The question of how we label ourselves and how we describe our sexual attractions continues to be hotly debated. Broadly speaking, I prefer not to use any shorthand labels to describe my sexuality as I think ‘gay’ and ‘same-sex attracted’ both come with their own baggage and can be misunderstood. Sam’s written helpfully about some of the pitfalls of labelling and how we use language.
My identity – the source of my worth and value, the most true answer to the question of who I am – is a child of God.
I don’t want to restrict myself to an unhelpful label, but I do want to be known and to have a way of expressing something that has been – and still is – hugely significant in my life. My identity – the source of my worth and value, the most true answer to the question of who I am – is a child of God. I am a precious daughter of my loving heavenly father.
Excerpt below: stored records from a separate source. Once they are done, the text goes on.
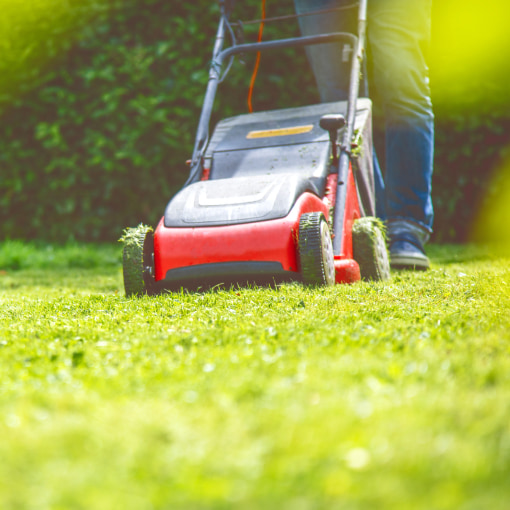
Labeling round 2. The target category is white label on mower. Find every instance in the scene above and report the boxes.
[246,124,313,139]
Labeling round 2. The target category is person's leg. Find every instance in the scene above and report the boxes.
[367,0,434,268]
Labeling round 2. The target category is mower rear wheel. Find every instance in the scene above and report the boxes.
[352,216,390,281]
[298,212,335,285]
[121,225,155,297]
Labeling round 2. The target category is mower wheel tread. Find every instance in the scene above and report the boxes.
[121,225,154,297]
[352,216,390,281]
[298,212,335,285]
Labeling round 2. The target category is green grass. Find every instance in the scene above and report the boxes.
[0,243,510,510]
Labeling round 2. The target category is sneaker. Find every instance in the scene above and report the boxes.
[387,220,430,271]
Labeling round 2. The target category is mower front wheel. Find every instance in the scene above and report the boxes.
[298,212,335,285]
[121,225,155,297]
[352,216,390,281]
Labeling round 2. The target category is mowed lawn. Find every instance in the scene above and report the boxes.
[0,243,510,510]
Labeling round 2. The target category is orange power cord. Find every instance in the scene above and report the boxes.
[248,0,266,113]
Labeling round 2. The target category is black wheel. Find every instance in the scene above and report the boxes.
[352,216,390,281]
[120,225,154,296]
[299,212,335,285]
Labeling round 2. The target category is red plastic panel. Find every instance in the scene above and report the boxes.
[335,258,361,283]
[340,166,360,259]
[154,193,328,281]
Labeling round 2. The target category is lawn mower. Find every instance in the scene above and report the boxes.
[122,0,389,296]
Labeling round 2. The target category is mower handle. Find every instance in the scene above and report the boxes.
[184,29,358,186]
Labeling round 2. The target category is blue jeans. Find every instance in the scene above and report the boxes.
[294,0,434,232]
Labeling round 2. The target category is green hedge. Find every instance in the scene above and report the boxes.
[0,0,510,241]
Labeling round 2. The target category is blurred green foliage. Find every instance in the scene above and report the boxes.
[0,0,510,241]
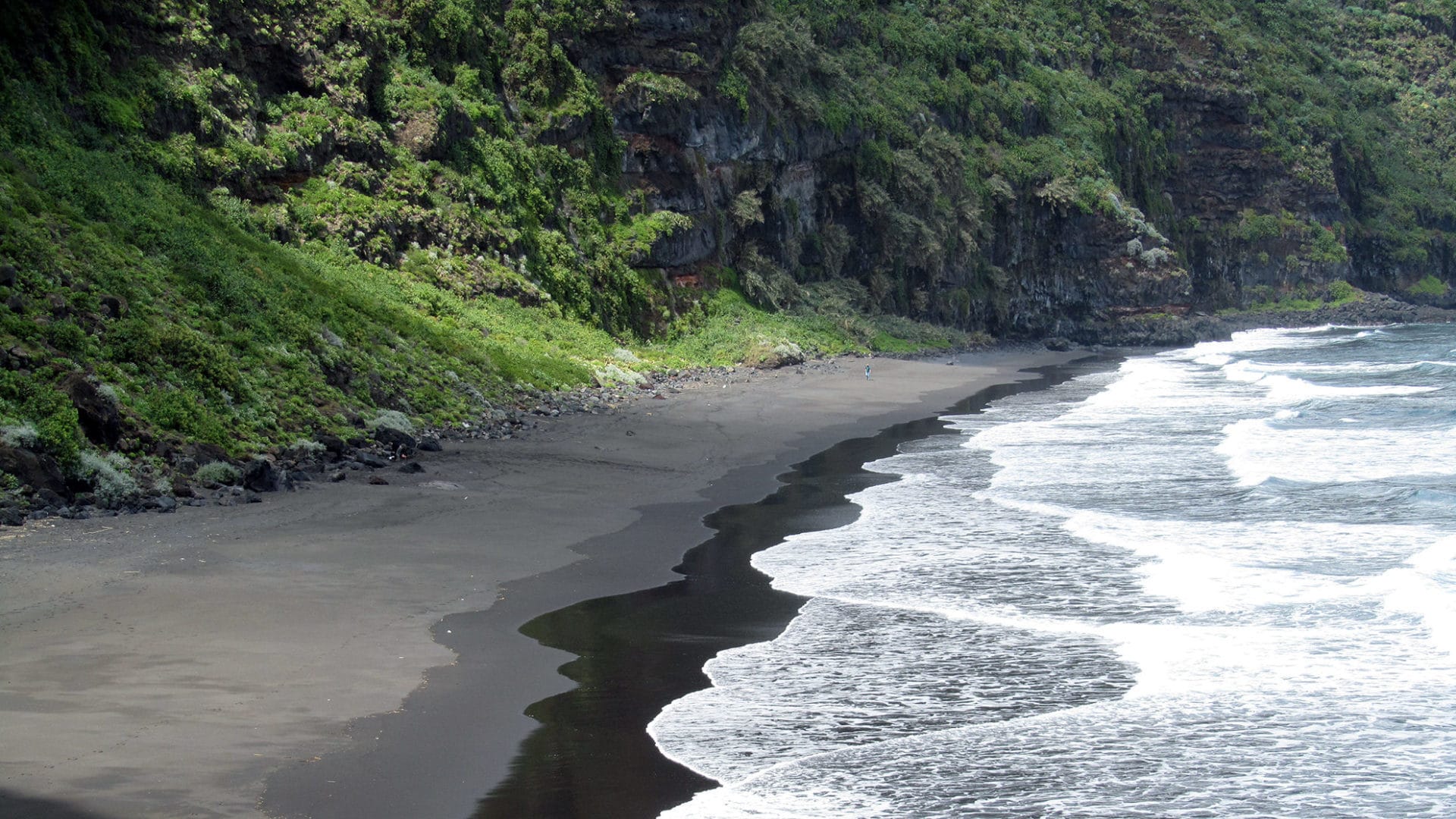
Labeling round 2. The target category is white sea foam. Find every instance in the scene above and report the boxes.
[1217,419,1456,487]
[651,326,1456,819]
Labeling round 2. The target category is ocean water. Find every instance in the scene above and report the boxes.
[649,326,1456,819]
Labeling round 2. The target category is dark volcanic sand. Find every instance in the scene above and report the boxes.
[473,369,1094,819]
[0,351,1094,819]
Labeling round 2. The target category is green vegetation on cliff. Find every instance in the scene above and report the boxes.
[0,0,1456,504]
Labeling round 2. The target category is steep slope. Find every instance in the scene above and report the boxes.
[0,0,1456,498]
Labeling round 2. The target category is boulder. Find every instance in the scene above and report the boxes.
[99,296,128,319]
[61,373,121,447]
[354,452,389,469]
[0,446,70,497]
[243,457,293,493]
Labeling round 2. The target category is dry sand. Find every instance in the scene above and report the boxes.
[0,351,1075,819]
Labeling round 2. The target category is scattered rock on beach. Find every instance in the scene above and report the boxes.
[354,452,389,469]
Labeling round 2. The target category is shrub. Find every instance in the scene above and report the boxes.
[77,452,141,507]
[0,424,41,449]
[364,410,415,436]
[192,460,243,487]
[1329,278,1361,305]
[1405,274,1451,299]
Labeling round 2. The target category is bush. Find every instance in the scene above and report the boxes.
[364,410,415,436]
[0,424,41,449]
[77,452,141,507]
[1329,278,1363,305]
[1405,274,1451,299]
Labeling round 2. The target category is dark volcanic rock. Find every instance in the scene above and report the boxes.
[374,427,418,453]
[354,452,389,469]
[99,296,130,319]
[313,433,348,455]
[243,457,293,493]
[0,446,70,497]
[61,373,121,447]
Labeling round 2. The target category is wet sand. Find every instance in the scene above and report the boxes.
[0,351,1075,819]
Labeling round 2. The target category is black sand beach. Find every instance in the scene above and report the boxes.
[0,351,1094,819]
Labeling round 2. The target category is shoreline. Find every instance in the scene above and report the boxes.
[472,359,1112,819]
[0,345,1084,819]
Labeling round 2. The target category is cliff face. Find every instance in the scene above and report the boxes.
[0,0,1456,497]
[573,2,1456,335]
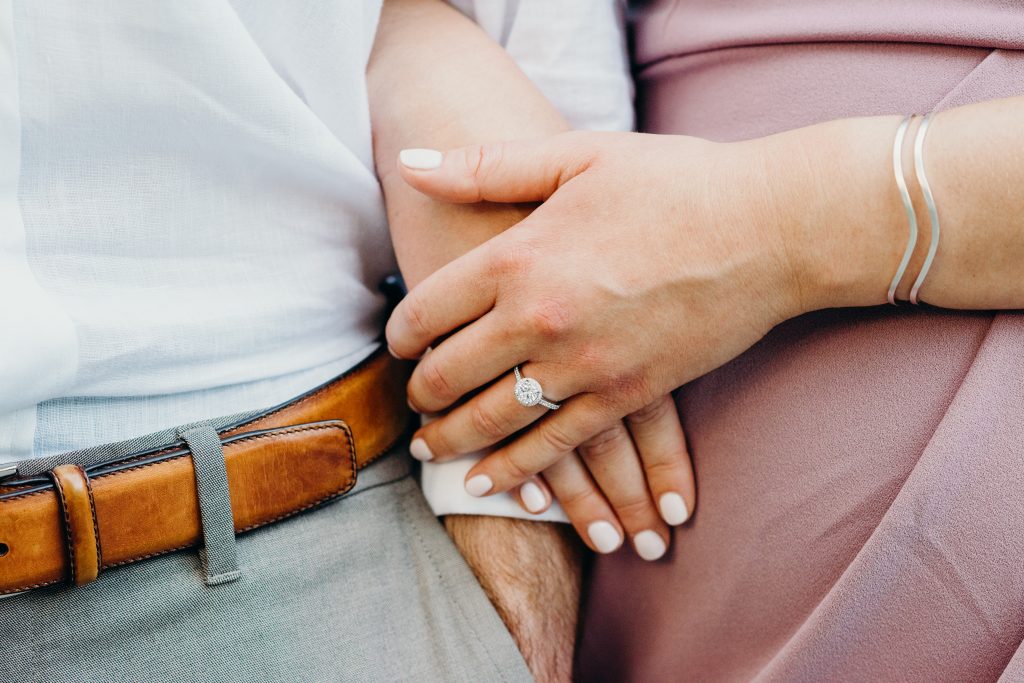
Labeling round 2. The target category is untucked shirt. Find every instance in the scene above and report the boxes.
[0,0,632,520]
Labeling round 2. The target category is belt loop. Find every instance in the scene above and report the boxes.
[177,422,242,586]
[49,465,103,586]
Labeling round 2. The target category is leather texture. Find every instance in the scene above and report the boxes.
[0,352,412,595]
[50,465,103,586]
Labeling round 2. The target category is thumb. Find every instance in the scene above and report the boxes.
[398,133,590,204]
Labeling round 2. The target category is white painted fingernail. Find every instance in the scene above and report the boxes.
[633,529,669,562]
[398,150,444,171]
[519,481,548,513]
[466,474,495,498]
[657,494,690,526]
[587,521,623,553]
[409,438,434,463]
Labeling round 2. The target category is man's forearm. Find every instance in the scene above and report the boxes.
[368,0,580,680]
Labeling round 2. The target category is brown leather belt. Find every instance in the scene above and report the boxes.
[0,351,412,595]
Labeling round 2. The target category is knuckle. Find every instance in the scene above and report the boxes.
[643,452,686,480]
[401,294,430,338]
[469,400,509,441]
[420,360,459,402]
[493,240,537,275]
[612,493,657,526]
[580,425,628,460]
[528,298,572,340]
[629,396,676,427]
[537,420,577,454]
[606,372,653,407]
[424,420,459,456]
[466,142,505,183]
[557,485,604,511]
[502,454,537,484]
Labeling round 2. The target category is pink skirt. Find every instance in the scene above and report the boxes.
[578,2,1024,681]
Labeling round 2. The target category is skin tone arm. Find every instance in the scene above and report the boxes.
[368,0,694,681]
[387,97,1024,492]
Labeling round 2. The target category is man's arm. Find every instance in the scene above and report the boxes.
[368,0,581,681]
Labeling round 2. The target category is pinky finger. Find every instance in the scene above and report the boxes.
[626,395,696,526]
[544,452,624,554]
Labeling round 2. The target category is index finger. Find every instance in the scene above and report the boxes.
[384,245,498,358]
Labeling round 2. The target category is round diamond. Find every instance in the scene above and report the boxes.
[515,377,544,408]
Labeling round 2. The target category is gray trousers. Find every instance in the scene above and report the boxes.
[0,450,530,682]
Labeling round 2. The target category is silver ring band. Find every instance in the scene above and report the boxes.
[512,366,561,411]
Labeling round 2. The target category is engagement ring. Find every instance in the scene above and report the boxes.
[512,366,561,411]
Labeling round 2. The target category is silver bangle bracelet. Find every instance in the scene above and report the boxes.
[910,114,939,305]
[886,114,918,306]
[886,114,918,306]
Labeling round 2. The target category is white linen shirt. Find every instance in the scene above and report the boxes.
[0,0,632,520]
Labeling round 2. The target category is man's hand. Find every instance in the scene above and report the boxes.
[387,132,804,495]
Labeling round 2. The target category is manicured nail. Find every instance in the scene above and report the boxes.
[466,474,495,498]
[587,521,623,553]
[633,529,669,562]
[657,494,690,526]
[398,150,444,171]
[409,438,434,463]
[519,481,548,513]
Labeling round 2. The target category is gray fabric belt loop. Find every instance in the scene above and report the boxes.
[178,422,242,586]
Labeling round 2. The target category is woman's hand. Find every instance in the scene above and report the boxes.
[503,395,696,560]
[387,133,808,496]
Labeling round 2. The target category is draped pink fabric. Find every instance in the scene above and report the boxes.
[578,0,1024,681]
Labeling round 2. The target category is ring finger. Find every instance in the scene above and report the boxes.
[410,362,572,461]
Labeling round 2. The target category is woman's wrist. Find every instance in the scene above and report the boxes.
[757,117,906,312]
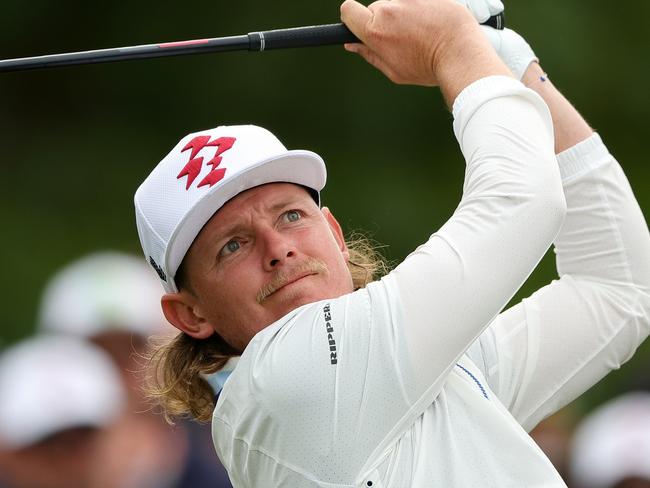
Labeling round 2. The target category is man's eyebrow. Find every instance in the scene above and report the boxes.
[213,197,300,241]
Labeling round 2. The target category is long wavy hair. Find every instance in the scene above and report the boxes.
[144,232,389,423]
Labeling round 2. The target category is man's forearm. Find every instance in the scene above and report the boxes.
[522,62,594,154]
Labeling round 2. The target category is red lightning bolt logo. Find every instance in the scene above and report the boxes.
[176,136,235,190]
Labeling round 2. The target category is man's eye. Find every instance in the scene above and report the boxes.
[220,240,241,256]
[284,210,300,222]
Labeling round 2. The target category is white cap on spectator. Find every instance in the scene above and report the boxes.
[571,392,650,488]
[38,251,171,337]
[0,334,125,449]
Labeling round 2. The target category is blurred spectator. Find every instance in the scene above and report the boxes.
[0,335,125,488]
[39,252,231,488]
[571,392,650,488]
[530,405,576,481]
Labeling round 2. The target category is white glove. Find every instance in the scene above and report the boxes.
[481,26,539,80]
[456,0,503,24]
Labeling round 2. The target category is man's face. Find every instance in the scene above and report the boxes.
[176,183,353,351]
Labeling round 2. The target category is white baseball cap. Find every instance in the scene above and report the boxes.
[570,391,650,488]
[38,251,172,337]
[0,334,125,449]
[135,125,327,292]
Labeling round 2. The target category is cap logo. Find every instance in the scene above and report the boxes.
[149,256,167,281]
[176,136,235,190]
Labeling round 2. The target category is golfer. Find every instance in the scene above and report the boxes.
[135,0,650,488]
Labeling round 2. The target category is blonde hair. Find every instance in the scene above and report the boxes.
[144,232,389,423]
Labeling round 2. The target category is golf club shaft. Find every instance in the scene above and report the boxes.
[0,14,503,72]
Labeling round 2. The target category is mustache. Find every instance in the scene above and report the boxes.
[255,258,328,303]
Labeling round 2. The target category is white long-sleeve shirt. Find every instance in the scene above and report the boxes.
[213,77,650,488]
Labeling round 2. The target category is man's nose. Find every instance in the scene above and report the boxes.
[264,229,296,271]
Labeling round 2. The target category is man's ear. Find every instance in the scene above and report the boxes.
[321,207,350,263]
[160,290,214,339]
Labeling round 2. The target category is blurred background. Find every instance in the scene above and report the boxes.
[0,0,650,486]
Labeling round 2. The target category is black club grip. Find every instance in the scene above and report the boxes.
[248,12,505,51]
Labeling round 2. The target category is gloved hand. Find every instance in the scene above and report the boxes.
[481,26,539,80]
[456,0,504,24]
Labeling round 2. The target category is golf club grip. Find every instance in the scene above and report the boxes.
[248,12,505,51]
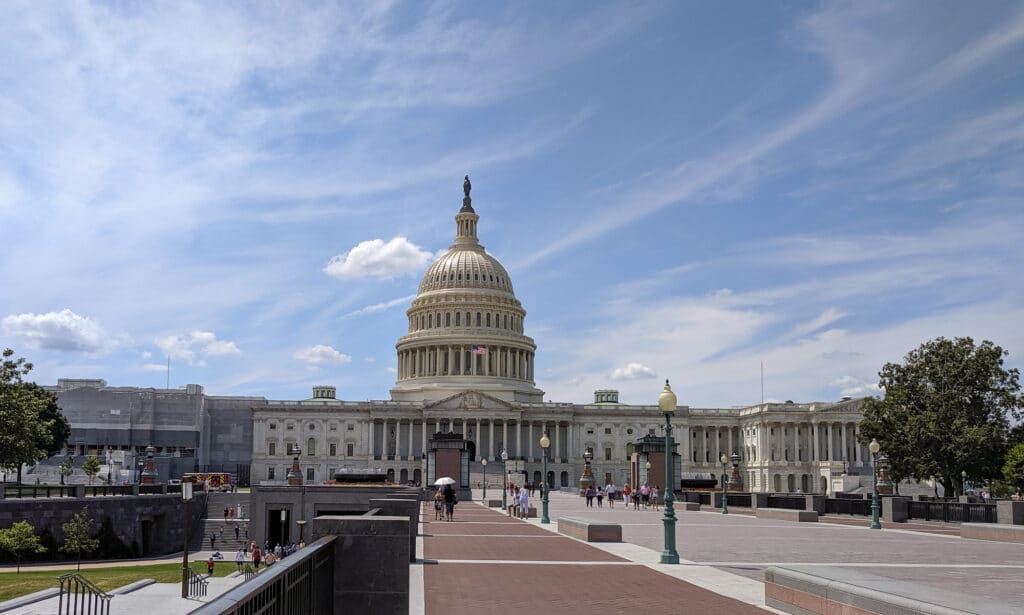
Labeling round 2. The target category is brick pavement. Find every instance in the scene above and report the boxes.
[423,503,768,615]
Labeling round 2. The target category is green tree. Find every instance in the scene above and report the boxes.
[23,383,71,456]
[1002,443,1024,493]
[0,521,46,573]
[60,509,99,570]
[82,454,99,485]
[860,338,1024,494]
[0,348,48,483]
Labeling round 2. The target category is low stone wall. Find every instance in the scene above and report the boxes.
[754,509,818,523]
[961,523,1024,543]
[558,517,623,542]
[0,487,206,557]
[765,566,1014,615]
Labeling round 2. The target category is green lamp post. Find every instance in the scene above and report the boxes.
[480,457,487,499]
[657,380,679,564]
[541,432,551,523]
[719,452,729,515]
[867,438,882,530]
[502,448,509,511]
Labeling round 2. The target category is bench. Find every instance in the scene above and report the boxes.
[558,517,623,542]
[765,566,1006,615]
[754,509,818,523]
[961,523,1024,542]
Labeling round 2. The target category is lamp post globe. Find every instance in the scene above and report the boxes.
[480,457,487,499]
[657,380,679,564]
[541,432,551,523]
[718,452,729,515]
[502,448,509,511]
[867,438,882,530]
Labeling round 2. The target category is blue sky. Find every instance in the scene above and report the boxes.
[0,2,1024,406]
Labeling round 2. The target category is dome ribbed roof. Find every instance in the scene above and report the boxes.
[419,246,515,296]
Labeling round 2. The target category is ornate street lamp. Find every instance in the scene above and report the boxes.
[719,452,729,515]
[480,457,487,499]
[657,380,679,564]
[541,432,551,523]
[181,476,191,599]
[867,438,882,530]
[502,448,509,511]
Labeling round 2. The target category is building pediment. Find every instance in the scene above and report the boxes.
[423,391,518,411]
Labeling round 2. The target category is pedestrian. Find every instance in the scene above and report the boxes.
[519,478,529,519]
[434,487,444,521]
[444,485,459,521]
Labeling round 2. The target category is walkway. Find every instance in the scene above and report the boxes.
[411,502,774,615]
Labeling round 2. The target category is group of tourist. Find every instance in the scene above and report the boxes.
[584,482,662,511]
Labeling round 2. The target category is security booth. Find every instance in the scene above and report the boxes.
[427,432,469,489]
[630,435,683,491]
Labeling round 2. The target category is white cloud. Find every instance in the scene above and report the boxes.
[611,363,657,380]
[342,295,416,318]
[3,308,118,352]
[324,237,433,279]
[292,344,352,363]
[154,331,242,366]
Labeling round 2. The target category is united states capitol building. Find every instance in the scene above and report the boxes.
[49,180,869,493]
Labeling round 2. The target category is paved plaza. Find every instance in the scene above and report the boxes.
[414,491,1024,615]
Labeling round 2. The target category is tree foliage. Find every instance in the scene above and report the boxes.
[860,338,1022,493]
[60,509,99,570]
[0,348,71,476]
[0,521,46,573]
[82,454,99,485]
[1002,443,1024,493]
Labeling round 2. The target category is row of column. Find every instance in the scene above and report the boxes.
[748,422,866,466]
[367,419,571,462]
[398,345,534,382]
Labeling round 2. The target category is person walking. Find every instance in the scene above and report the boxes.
[444,485,457,521]
[519,486,529,519]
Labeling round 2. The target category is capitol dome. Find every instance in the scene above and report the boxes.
[391,178,544,401]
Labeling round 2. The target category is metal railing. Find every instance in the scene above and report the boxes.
[190,536,335,615]
[768,495,807,511]
[185,568,210,598]
[906,501,996,523]
[57,572,113,615]
[825,497,871,516]
[4,485,75,499]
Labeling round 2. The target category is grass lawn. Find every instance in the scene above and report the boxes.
[0,560,238,602]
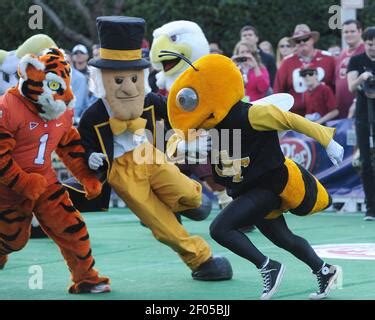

This is what’s most important about me and the foundation which can’t be shaken. So how does being attracted to other women fit in? I’m clear that it isn’t at the core of my identity, but it is still a huge part of my story.
There are some things that make a much bigger impact on our lives than others. Sometimes I try to imagine what life would have been like if I hadn’t been gay and I find it impossible. I have ginger hair, but I could easily have had brown hair, and I suspect that my life would have been pretty much the same. I could have been a few inches taller or shorter and not seen much difference. But wondering what I’d be like if I’d have been straight rather than gay is like asking what I would have been like if I had been Indian rather than British. Who even is the ‘I’ that can ask that question? Being born in a different country with a different cultural background would have fundamentally changed who I am. In the same way, if I hadn’t been attracted to women, many significant aspects of my life would’ve been very different.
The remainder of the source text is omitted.